Il pensiero ritorna. Quando dovevo dare i voti l'anno scorso, dopo un esame, l'esaminatore mi disse che «tutti gli studenti oggi dicono la stessa cosa, indipendentemente dal percorso formativo da cui provengono. Abbiamo lubrificato la comunicazione, l’informazione e il costruttivismo sopra ogni cosa. È diventato tutto così prevedibile." Nel saggio su Pensiero e moralità (1969), Hanna Arendt scrive: "La lontananza dalla realtà è più pericolosa degli istinti, forse, malvagi che sono inerenti all'uomo". E descrive come si verifica la distanza dalla realtà quando le persone sono disconnesse dalla propria esperienza delle cose. Il passo successivo è quindi capire che l’esperienza non riguarda mig, ma sulla connessione del sé con le cose, sull'avvicinamento alle cose. Questa approssimazione è ciò che chiamiamo pensiero, scrive Rømer. Con John Dewey scrive: «Pensare è essere trasportati da una cosa a quella successiva. Pensare significa essere trasportati alle cose, dentro di esse e alla cosa successiva. Il pensiero è un ponte tra le cose. (...) Pensare è essere tra le cose, lasciarsi trasportare. Il pensiero è il processo attivo che promuove la passività, cioè la ricettività, affinché si possa sopportare. (…) È il luogo dell'attenzione e della disciplina. È un luogo di fiducia. Fiducia che si possa essere trasportati. È molto ingenuo e del tutto privo di strategia.» Se immaginiamo che tutto sia costruzioni linguistiche, non potremo mai aiutare a cambiare e rimodellare la realtà in una nuova esperienza condivisa. Per riscoprire la pedagogia dobbiamo vedere il linguaggio come estensione della natura, del corpo, dei sensi, del non umano. Spostare l'attenzione dai «potenziali interiori» e dalla gestione del talento alla sensibilità materiale e alla ripetizione mirata. Ad esempio, il poeta è Inger Christensens alfabeto una vasta enumerazione di ciò che esiste, un dubbio fondamentale che il mondo esista, che il modo in cui vediamo, sentiamo e comprendiamo il mondo sia condizionato dalle sfumature del linguaggio, da nuovi modi di nominare le cose.
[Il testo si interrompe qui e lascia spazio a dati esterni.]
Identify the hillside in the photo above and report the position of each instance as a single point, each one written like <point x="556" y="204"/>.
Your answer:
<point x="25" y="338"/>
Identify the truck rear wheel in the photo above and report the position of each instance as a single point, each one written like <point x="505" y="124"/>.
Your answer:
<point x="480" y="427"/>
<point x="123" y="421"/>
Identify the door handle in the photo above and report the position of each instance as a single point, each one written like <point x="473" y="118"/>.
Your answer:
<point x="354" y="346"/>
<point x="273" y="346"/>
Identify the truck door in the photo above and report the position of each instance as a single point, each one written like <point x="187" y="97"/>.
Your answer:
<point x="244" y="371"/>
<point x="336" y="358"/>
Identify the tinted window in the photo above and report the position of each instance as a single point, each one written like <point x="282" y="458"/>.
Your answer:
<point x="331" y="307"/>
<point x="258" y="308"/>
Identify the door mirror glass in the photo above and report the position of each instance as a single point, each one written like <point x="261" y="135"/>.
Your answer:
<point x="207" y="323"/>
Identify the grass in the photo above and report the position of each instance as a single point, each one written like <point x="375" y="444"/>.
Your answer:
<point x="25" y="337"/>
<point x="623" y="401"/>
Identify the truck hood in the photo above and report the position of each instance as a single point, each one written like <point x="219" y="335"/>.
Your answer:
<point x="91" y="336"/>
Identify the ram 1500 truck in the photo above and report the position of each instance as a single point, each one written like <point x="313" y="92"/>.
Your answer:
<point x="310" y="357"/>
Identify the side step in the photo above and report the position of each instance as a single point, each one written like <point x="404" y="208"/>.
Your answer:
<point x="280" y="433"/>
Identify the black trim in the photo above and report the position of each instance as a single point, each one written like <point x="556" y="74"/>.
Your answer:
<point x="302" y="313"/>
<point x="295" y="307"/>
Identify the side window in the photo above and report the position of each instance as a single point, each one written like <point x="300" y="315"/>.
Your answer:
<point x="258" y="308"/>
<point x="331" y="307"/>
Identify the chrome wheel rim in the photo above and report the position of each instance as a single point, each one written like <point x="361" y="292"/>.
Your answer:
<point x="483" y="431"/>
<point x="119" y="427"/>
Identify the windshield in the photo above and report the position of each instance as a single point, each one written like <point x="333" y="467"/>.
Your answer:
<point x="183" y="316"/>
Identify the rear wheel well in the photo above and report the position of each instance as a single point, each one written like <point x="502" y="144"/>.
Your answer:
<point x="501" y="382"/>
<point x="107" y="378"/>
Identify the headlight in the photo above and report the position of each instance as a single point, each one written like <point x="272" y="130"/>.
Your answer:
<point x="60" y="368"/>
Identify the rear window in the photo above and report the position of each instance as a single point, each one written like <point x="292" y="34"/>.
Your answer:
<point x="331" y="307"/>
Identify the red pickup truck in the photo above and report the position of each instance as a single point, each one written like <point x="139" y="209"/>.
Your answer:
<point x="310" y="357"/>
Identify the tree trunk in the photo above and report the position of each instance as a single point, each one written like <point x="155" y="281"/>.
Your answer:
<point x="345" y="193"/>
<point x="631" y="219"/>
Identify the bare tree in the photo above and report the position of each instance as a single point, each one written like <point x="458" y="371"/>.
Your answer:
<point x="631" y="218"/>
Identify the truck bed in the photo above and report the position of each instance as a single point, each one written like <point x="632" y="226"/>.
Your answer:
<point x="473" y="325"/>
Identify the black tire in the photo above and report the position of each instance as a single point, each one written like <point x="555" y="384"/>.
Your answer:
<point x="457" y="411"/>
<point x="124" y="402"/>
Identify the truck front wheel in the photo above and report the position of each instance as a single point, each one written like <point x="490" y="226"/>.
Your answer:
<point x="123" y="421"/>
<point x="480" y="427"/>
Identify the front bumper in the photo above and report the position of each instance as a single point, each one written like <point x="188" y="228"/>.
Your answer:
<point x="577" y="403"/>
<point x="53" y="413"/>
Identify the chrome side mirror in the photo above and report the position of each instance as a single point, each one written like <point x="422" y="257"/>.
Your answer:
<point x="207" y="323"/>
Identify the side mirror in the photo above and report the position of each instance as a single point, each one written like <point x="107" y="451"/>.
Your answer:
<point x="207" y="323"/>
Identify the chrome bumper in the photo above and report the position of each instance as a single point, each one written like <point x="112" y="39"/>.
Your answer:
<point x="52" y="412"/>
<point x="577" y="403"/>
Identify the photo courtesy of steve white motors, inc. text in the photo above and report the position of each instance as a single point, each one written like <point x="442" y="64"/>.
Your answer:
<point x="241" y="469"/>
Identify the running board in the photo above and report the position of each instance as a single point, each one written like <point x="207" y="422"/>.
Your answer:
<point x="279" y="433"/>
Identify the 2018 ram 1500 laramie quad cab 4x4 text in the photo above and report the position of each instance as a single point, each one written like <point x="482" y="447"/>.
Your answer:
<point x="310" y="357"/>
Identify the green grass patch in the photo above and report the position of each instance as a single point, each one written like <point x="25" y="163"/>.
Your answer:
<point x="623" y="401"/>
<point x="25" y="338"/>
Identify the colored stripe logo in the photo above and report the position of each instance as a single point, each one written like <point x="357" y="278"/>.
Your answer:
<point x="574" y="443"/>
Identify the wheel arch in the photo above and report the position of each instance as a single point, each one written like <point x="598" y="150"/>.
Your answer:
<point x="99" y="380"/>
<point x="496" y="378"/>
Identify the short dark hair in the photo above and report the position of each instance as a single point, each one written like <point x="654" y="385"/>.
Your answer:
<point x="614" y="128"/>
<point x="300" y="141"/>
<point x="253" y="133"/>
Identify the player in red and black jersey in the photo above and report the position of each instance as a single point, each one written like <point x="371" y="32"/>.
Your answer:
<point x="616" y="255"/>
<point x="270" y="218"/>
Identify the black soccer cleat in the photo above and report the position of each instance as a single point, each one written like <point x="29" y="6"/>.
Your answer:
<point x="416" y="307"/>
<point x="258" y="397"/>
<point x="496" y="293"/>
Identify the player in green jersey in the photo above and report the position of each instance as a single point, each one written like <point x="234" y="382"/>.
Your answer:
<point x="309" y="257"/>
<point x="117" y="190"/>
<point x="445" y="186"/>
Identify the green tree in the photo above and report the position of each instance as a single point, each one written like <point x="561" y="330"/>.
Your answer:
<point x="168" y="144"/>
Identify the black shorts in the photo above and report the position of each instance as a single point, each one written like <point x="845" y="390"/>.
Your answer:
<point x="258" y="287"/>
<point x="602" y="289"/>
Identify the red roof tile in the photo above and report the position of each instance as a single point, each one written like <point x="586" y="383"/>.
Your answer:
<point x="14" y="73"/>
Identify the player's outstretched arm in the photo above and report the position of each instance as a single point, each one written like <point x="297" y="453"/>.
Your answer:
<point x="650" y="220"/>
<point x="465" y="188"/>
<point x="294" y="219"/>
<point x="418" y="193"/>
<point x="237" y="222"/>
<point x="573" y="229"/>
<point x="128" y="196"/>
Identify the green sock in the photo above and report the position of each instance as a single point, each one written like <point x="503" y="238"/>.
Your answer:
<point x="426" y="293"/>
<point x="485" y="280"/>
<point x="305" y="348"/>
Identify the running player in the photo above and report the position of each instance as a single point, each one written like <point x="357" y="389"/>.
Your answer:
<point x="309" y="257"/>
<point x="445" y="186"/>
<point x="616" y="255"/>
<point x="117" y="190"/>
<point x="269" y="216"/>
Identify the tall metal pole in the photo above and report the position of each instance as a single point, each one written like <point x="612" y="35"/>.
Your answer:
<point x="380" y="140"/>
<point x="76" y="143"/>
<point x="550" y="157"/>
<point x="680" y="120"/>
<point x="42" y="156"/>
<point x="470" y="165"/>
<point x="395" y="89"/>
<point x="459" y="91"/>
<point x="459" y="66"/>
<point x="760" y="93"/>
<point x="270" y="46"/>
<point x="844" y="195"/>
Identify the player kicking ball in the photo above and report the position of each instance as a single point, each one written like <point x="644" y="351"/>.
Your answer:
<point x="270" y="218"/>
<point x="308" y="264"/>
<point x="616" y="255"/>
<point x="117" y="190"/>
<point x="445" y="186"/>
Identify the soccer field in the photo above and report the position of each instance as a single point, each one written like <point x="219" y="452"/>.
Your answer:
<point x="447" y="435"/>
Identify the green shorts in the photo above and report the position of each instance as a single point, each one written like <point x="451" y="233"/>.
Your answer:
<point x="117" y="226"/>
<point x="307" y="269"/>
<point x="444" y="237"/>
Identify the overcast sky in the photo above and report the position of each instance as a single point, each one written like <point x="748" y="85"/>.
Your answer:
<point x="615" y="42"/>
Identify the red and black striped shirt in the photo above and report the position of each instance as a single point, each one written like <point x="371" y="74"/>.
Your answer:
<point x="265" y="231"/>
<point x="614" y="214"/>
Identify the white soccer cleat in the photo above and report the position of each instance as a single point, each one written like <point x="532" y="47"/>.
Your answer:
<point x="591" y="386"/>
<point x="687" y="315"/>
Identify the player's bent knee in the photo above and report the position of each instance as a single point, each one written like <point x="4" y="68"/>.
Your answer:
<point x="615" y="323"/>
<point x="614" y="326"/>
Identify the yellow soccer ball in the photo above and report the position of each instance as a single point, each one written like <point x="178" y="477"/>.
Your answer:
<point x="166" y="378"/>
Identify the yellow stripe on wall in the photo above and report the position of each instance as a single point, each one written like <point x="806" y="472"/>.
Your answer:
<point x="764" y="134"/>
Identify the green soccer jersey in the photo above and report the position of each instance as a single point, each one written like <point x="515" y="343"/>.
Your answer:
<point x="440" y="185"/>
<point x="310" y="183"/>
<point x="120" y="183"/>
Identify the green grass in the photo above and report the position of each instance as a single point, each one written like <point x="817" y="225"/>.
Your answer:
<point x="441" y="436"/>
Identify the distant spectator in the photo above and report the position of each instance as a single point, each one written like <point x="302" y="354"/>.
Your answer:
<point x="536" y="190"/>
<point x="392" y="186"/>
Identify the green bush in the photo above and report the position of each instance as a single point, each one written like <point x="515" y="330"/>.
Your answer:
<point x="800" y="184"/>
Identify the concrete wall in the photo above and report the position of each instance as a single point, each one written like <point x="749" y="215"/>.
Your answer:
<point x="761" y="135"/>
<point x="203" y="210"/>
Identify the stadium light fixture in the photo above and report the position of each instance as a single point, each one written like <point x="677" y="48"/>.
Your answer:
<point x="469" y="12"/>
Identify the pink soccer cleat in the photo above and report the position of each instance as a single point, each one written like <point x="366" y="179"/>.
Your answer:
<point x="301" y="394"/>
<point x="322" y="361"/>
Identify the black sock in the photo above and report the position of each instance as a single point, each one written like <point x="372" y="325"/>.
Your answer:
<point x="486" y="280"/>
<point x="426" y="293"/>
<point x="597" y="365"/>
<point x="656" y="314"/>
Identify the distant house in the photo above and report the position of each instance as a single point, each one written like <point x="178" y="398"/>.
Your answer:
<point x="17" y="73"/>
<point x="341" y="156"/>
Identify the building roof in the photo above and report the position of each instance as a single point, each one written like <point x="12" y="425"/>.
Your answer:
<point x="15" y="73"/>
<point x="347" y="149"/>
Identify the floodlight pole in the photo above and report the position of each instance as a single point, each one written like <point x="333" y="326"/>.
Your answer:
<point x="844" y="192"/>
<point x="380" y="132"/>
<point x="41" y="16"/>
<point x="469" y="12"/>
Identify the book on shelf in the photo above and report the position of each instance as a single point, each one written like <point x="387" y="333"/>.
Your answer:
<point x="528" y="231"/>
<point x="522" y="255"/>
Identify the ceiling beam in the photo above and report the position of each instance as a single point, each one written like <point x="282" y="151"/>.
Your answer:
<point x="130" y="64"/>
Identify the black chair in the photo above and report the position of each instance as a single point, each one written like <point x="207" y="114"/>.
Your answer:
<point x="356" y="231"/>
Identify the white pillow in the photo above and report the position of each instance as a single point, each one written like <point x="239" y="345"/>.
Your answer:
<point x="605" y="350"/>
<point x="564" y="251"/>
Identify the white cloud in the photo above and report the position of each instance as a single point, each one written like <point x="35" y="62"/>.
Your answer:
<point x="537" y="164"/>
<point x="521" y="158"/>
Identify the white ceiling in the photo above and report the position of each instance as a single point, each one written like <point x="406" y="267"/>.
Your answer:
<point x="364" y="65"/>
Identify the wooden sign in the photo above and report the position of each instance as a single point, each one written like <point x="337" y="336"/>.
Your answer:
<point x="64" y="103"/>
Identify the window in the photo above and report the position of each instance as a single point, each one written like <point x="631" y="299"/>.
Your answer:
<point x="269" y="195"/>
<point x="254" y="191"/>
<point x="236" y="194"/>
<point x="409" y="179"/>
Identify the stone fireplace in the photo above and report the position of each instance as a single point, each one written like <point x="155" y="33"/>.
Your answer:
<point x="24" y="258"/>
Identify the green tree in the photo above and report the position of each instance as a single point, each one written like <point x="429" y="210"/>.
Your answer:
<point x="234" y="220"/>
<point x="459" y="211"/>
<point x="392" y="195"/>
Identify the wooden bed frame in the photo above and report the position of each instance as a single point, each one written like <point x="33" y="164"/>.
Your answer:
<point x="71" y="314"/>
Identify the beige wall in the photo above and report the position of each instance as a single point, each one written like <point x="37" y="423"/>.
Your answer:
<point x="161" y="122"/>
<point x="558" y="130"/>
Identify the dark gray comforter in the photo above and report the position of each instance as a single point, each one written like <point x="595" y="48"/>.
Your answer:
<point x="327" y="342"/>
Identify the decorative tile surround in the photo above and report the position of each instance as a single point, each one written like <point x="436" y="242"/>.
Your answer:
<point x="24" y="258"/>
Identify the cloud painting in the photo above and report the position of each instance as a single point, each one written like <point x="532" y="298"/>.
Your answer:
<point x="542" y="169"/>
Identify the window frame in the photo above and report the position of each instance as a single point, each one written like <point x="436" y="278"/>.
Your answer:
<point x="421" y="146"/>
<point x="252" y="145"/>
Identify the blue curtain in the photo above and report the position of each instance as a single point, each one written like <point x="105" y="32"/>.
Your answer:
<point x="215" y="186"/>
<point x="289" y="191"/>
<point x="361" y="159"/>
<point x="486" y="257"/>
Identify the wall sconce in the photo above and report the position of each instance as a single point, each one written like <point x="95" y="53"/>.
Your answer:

Critica. «Un critico dovrebbe cercare la solitudine assoluta. Lì trova la compagnia più sorprendente; una comunità di coloro che non hanno nulla in comune; una vita brulicante”. Qui troviamo forse la sfida più grande della società dell'educazione e della comunicazione oggi: è permeata dalla compulsione a essere presente, visibile, a comunicare. Questo è il motivo per cui così tanti sembrano così simili. Perché il pensiero non ha, come sottolinea Rømer, "niente a che fare con la comunicazione" o con "il mio sguardo, la mia osservazione", ma con una "sensibilità per il movimento esterno, l'oggetto, le cose". Qui sta il segreto della pedagogia critica. "Mentre chi discute si occupa degli aspetti comunicabili, il critico cerca di esaminare le cose. Il critico è il mezzo delle cose. Pertanto deve essere in ascolto, passivo, sensibile. (...) Il critico è solo con le cose e forza la pluralità e la confusione interiore aprendo le orecchie e posizionandosi sufficientemente attendente, povero e ricettivo. Il critico è in un mondo di realtà. Un mondo di cose e sé le cui apparenze e connessioni sono costantemente affidate alla cura dello sviluppo interiore. Si chiama anche pedagogia. Il critico si riversa nel mondo, mentre chi discute cerca di costruire e utilizzare il mondo a proprio vantaggio.» (...) «Il critico scuote le fondamenta del dibattito, distrugge il comunicabile, per cui un altro essere umano, del tutto senza la guida dell'altro e quindi con la propria forza, si muove verso la modalità di sé e delle cose. (…) Dalla critica emerge un’altra comunità.» La critica è scoperta e creazione, e quindi la critica è proprio la scuola a cui dobbiamo andare.

Alessandro Carnera
Alexander Carnera
Carnera è una scrittrice freelance, vive a Copenaghen.